Ada yang bisa direnungkan penonton tentang organisasi mahasiswa atau dinamika organisasi di tubuh mahasiswa. Begitu juga tentang kekuatan rakyat sebagai penekan—meskipun, dalam sejarah, kekuatan rakyat ini sering menguntungkan mereka yang punya agenda taktis, yang sama dengan tujuan jangka panjang yang berbeda sesuai kepentingan politiknya.

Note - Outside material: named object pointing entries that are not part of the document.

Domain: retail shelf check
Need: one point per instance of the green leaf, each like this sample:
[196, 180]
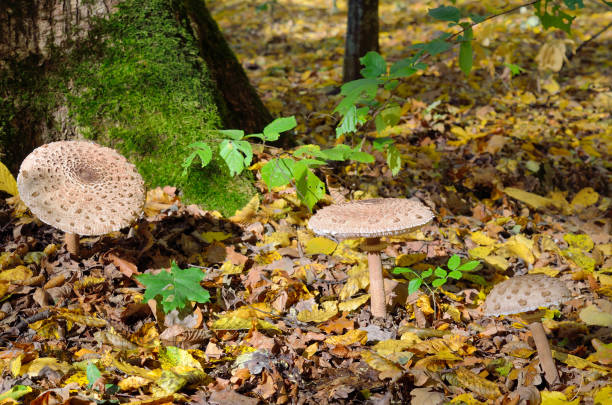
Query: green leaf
[474, 278]
[92, 373]
[445, 13]
[555, 18]
[438, 282]
[434, 46]
[514, 69]
[237, 155]
[414, 285]
[175, 288]
[272, 130]
[374, 65]
[402, 270]
[361, 157]
[16, 392]
[380, 144]
[310, 189]
[469, 266]
[573, 4]
[394, 159]
[453, 262]
[277, 172]
[353, 117]
[456, 274]
[388, 117]
[235, 134]
[404, 67]
[465, 57]
[440, 272]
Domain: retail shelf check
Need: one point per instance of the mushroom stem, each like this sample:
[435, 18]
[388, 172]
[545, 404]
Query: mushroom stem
[544, 353]
[378, 303]
[72, 243]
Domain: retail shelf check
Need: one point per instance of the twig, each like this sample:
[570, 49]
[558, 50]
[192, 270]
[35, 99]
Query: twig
[597, 34]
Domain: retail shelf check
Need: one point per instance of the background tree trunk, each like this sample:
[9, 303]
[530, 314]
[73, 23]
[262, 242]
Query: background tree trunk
[361, 35]
[146, 77]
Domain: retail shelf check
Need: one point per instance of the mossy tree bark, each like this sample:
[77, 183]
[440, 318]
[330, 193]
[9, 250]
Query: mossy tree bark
[361, 36]
[148, 78]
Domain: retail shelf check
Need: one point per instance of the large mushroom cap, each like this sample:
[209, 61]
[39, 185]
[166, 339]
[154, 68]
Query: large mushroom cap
[81, 187]
[370, 218]
[525, 293]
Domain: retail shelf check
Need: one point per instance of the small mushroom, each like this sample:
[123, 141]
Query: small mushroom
[371, 219]
[528, 293]
[81, 188]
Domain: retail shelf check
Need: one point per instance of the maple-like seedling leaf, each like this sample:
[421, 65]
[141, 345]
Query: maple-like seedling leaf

Lima puluh tahun sejak 11 Maret 1966, ada di fase manakah kita sekarang? Kita masih berada dalam fase di mana sejarah yang tak komplit dan tak teranglah yang berjaya. Dalam kesupersamaran yang sudah terlalu lama ini, menjadi terang mungkin tantangan berat biarpun itu yang bisa menyelamatkan. Dan untuk bisa menuju ke sana, yang bisa dilakukan pertama-tama adalah kemauan untuk ‘melek’. Dengan kesempatan yang banyak untuk menggali sejarah sendiri saat ini, yang menghindarkan seseorang untuk melihat kebenaran adalah ketidakmauan melihat (denial). Penonton kini punya kesempatan untuk berpikir dan mungkin juga bertanya tentang fakta Supersemar, meski Supersemar dalam Djakarta 1966 tetaplah sebuah hiruk pikuk yang samar-samar. Mau menuju fase yang mana dalam lima puluh tahun ke depan?

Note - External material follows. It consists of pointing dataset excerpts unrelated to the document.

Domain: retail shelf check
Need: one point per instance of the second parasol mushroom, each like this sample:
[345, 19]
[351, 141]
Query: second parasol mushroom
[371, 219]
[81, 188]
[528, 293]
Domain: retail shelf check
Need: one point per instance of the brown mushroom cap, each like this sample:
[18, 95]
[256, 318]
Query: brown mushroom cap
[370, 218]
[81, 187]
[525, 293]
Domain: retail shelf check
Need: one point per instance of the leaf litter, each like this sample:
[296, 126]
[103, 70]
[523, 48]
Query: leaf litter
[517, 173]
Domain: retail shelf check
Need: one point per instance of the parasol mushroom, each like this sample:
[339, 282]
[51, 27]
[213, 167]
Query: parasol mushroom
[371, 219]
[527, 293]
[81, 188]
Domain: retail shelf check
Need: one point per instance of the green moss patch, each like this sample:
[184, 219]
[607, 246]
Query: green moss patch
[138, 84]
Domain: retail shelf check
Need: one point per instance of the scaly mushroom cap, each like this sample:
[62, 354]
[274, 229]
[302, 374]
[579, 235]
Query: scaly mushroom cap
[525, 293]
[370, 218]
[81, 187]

Djakarta 1966 | 1988 | Durasi: 127 menit | Sutradara: Arifin C Noer | Penulis: Arifin C Noer, Bur Rasuanto | Produksi: Perum Produksi Film Negara | Negara: Indonesia | Pemeran: Umar Kayam, Amoroso Katamsi, Ikranagara, Cok Simbara, Ratna Riantiarno, A Nugraha, Rachmat Kartolo, Jajang C Noer, Piet Pagau, Tizar Purbaya


CATATAN

[i] The New Emerging Forces yang berelemen progresif sebagai counter dari OLDEFOS atau Old Established Forces yang reaksioner

REFERENSI

Benedict Anderson. Petrus Dadi Ratu. New Left Review #3, May-June 2000.

Benedict Anderson. Language and Power: Exploring Political Cultures in Indonesia. Cornell University Press, 1990.